Записки суперпозиционного животного 9

ЗАПИСКИ СУПЕРПОЗИЦИОННОГО ЖИВОТНОГО. Эффект бабочки в масштабе отдельно взятой квартиры
Часть первая: НОВЫЙ МИР СКВОЗЬ ПРИЗМУ БУТЫЛОК
Квартира Семёна встретила меня запахом. Это был не просто запах — это был густой, многослойный коктейль из: перегара, старых носков, застывшего жира с плиты и подвальной сырости. Моя чувствительная кошачья обонятельная матрица, привыкшая к стерильному озону лаборатории, чуть не отключилась.
— Ну, вот и дома, Васька, — Семён поставил меня на пол, сам тяжко опустился на промятый диван.
Комната была крошечной, как ящик. Но какой ящик! По стенам — пятна неизвестного происхождения. На единственном столе — армия пустых бутылок разного калибра. Окно заклеено треснувшим скотчем. Сквозь щели в раме тянуло холодом.

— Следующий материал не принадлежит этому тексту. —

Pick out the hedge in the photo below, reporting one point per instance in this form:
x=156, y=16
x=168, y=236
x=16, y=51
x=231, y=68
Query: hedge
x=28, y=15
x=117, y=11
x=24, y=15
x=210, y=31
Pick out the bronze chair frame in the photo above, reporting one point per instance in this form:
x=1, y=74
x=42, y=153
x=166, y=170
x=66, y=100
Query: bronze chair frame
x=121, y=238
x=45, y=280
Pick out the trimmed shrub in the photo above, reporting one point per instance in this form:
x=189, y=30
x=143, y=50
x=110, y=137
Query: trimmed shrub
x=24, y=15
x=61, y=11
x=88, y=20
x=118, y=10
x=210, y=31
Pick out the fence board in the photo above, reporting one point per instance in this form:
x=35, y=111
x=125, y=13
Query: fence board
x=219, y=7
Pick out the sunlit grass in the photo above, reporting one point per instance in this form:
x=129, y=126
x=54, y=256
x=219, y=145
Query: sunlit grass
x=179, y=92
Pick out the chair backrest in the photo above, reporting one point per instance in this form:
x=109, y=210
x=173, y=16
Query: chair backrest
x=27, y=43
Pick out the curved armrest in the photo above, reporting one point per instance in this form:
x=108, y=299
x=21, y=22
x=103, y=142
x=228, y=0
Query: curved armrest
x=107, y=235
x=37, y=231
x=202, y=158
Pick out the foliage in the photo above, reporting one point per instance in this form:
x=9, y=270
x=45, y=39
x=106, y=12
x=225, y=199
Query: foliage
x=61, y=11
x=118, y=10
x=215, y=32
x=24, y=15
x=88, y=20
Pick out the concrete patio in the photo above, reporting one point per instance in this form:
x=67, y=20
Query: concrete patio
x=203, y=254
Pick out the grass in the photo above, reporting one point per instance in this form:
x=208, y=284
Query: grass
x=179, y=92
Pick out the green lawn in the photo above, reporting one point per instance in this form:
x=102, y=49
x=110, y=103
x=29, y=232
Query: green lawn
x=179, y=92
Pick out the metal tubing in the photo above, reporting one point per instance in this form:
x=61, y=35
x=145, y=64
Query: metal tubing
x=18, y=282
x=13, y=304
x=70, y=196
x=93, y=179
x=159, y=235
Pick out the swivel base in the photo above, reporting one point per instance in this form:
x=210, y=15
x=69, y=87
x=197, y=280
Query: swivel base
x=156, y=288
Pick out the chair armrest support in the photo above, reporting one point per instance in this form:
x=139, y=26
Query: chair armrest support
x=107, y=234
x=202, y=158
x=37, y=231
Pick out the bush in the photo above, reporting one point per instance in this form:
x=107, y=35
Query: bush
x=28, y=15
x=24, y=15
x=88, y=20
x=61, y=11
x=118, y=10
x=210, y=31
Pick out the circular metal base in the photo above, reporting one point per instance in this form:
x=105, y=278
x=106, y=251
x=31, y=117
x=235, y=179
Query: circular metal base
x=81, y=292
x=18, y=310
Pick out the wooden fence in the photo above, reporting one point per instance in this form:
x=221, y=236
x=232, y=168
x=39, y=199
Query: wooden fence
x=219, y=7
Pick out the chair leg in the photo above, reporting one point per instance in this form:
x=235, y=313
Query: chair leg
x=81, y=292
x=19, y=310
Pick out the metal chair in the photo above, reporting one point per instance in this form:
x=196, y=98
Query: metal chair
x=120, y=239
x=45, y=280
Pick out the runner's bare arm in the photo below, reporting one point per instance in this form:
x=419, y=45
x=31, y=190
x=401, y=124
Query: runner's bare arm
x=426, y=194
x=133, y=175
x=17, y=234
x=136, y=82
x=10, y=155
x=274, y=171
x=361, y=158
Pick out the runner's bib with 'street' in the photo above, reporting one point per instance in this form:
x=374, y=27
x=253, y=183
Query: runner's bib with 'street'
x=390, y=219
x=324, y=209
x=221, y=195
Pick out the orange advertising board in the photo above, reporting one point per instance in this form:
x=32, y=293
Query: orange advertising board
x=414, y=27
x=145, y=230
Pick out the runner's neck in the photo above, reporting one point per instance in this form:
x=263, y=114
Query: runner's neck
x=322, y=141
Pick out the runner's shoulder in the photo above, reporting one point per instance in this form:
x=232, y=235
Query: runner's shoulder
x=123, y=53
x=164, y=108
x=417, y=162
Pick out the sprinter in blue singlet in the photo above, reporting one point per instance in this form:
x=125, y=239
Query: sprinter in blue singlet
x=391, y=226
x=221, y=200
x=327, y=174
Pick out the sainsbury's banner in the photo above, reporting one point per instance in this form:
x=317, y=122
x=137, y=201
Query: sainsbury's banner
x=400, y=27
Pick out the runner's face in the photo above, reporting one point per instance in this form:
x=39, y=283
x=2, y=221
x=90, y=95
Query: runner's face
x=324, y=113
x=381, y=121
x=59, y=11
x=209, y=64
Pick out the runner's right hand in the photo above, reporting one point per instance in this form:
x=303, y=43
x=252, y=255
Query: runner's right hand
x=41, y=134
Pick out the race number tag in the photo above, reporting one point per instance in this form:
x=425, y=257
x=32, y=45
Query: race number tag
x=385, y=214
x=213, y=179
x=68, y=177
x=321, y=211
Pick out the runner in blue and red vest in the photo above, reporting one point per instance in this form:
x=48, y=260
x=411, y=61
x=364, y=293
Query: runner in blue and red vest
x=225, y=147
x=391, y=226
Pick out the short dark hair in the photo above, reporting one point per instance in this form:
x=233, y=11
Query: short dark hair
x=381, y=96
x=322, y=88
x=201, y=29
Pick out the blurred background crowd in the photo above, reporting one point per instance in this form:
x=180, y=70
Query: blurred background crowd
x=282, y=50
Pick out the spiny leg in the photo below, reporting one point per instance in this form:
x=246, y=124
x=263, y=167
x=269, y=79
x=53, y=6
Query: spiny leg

*Первая философская констатация в новых условиях: Ад не метафора. Ад — это угловая квартира в панельной пятиэтажке на краю города. Температура — +17 градусов. Влажность — 87%. Вероятность получения съедобной пищи — 0,3%.*
— Счас накормлю, — пробормотал Семён и полез в холодильник.
Холодильник гудел, как умирающий космический корабль. Из него Семен извлёк полпачки маргарина, покрытого белым налётом, и кусок хлеба.
— На, — он отломил уголок и протянул мне.
Я посмотрел на хлеб. Хлеб посмотрел на меня. Мы оба понимали, что наши отношения не сложатся.
— Не хочешь? — Семён пожал плечами дотянулся до поллитры, стоявшей под столом, отпил из горлышка и сунул хлеб себе в рот. — Ну, как знаешь.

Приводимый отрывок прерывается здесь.